Trusting the Right Tool for the Job
Why measuring HRV accurately starts with the right device (and why the right device is not a wearable)
This blog was prompted by recent papers showing issues in HRV measurements for the Apple Watch and Fitbit as well as preliminary data showing similar issues for Garmin devices.
In recent years, we’ve seen an explosion in the popularity of wearable devices that claim to measure everything from sleep to stress, recovery, and more. Among these metrics, heart rate variability (HRV) has emerged as a key parameter for understanding stress and recovery. As readers here will know already, HRV is one of the very few things that wearables can actually measure - even though this is the case only at rest (and we should call it PRV, or pulse rate variability, which can differ from HRV, or the electrical activity of the heart - but that’s another story). All other parameters are either estimated (e.g. sleep time and stages) or completely made up (recovery, readiness, stress, etc.).
Yet, not all HRV measurements are created equal, and recent research highlights the pitfalls of relying on hardware or algorithms not specifically optimized for the job. The prime example of this issue is certainly the Apple Watch (oh dear), but the situation seems rather similar for Fitbit, Garmin, Whoop and others.
The Apple Watch remains a prime example because not only does it not comply with standard protocols to communicate with third-party apps, but Apple Watch's automatically collected data is also subject to changes in a way that makes it unreliable. See for example in the image below the differences in HRV when exporting twice the same data. If your HRV goes from 50ms to 100ms when exporting it a second time, something is really wrong. We cannot trust the processing provided.

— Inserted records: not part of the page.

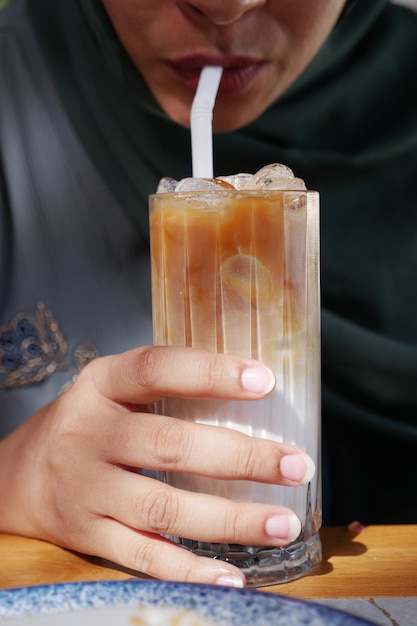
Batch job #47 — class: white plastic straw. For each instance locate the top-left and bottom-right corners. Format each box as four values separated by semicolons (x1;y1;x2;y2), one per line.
190;66;223;178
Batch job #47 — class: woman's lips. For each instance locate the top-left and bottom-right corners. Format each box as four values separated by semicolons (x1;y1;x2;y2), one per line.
169;55;265;97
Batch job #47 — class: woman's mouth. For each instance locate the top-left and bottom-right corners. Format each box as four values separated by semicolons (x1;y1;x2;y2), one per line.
169;55;265;98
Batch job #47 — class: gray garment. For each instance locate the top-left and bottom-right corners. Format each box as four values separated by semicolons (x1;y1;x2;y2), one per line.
0;0;152;437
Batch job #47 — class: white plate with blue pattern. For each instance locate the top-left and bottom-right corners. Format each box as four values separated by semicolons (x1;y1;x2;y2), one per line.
0;580;376;626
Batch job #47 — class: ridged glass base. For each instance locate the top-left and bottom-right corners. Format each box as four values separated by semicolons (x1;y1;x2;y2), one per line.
171;532;322;587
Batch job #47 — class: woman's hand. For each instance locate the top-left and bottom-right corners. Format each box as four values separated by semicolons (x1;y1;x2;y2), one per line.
0;347;313;586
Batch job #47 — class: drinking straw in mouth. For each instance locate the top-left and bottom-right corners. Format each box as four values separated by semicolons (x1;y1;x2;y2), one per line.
190;65;223;178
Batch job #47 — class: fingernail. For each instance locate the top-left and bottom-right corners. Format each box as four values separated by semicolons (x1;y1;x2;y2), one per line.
265;514;301;541
214;574;245;589
279;454;316;485
241;367;276;394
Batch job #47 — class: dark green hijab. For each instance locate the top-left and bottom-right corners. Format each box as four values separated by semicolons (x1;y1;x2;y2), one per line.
29;0;394;234
29;0;417;524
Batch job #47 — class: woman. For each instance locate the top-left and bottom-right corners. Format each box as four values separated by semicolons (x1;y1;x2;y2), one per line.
0;0;417;586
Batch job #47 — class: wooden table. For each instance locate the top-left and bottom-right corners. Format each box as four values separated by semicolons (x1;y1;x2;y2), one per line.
0;525;417;599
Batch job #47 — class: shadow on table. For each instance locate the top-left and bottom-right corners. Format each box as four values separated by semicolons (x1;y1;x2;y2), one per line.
312;527;368;576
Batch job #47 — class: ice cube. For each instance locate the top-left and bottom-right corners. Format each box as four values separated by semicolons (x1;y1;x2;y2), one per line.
218;172;255;190
175;178;234;192
254;176;306;191
156;176;178;193
220;254;275;309
253;163;294;189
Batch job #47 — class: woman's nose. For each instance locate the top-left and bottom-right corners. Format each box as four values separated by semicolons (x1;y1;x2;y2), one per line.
178;0;267;26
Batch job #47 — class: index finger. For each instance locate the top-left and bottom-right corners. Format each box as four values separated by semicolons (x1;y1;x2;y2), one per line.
82;346;275;404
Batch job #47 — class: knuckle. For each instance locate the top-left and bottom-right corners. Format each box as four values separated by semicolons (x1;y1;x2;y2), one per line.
135;346;162;391
149;418;190;469
200;354;228;393
129;540;161;575
142;482;178;534
223;508;245;543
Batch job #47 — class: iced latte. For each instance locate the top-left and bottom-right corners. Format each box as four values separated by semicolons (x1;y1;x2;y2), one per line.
150;165;321;585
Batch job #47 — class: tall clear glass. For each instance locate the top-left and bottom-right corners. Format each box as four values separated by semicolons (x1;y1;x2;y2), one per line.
150;190;321;586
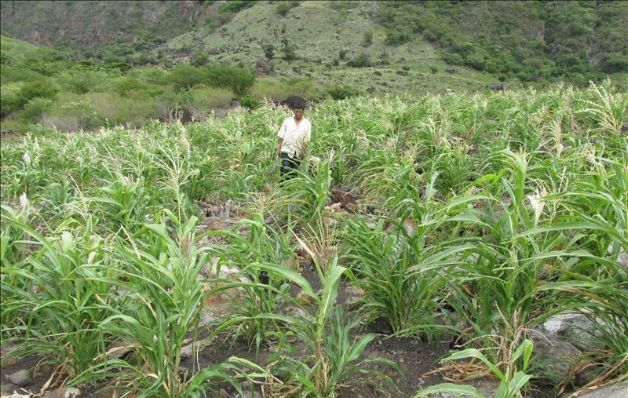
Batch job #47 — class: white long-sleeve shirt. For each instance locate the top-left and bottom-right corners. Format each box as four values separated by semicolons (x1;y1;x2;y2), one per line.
277;116;312;157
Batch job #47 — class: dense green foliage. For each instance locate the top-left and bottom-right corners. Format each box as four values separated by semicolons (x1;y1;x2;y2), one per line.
376;1;628;83
0;84;628;397
1;36;262;131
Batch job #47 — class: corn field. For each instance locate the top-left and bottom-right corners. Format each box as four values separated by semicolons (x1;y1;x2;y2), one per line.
0;84;628;397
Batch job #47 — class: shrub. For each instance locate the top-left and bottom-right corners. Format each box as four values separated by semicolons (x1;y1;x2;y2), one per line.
600;53;628;73
240;95;259;109
281;37;297;61
362;30;373;47
275;2;292;17
114;78;147;97
262;44;275;61
42;101;105;131
190;52;209;66
327;86;360;100
18;81;59;106
347;53;371;68
206;66;255;96
20;98;53;123
384;30;411;46
168;65;205;90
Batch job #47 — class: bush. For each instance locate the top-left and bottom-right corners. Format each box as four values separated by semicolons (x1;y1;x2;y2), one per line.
347;53;371;68
168;65;206;90
384;30;412;46
240;95;259;109
327;86;360;100
18;81;59;106
275;2;292;17
362;30;373;47
600;53;628;73
19;98;53;123
42;101;105;132
190;52;209;66
281;37;297;61
206;66;255;97
262;44;275;61
114;77;147;98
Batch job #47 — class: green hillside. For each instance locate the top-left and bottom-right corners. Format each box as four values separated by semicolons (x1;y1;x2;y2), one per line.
0;1;628;135
0;0;628;87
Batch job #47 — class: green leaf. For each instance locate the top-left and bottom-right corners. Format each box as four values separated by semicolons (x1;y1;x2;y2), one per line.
414;383;485;398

On top of these issues, the recent paper mentioned above shows poor accuracy for the Apple Watch when used to compute HRV, despite good results for heart rate data (at rest). While I’ve used the Apple Watch as an example here, mainly given its popularity and poor performance at the task (no comment on the apps using it as the only data source - which seem to be rather popular), this is a much larger problem when using wearables and automatic measurements. For example, years ago, after showing how the only reliable way to use HRV data collected during the night was to average it (learn more here), Whoop quietly changed their algorithms, potentially leading to inconsistencies in users’ data - data that remains more noisy than what you get from other wearables when the analysis is automated. Similarly, Reddit is full of users whose HRV has changed when upgrading to a new Oura ring, something I discuss further below.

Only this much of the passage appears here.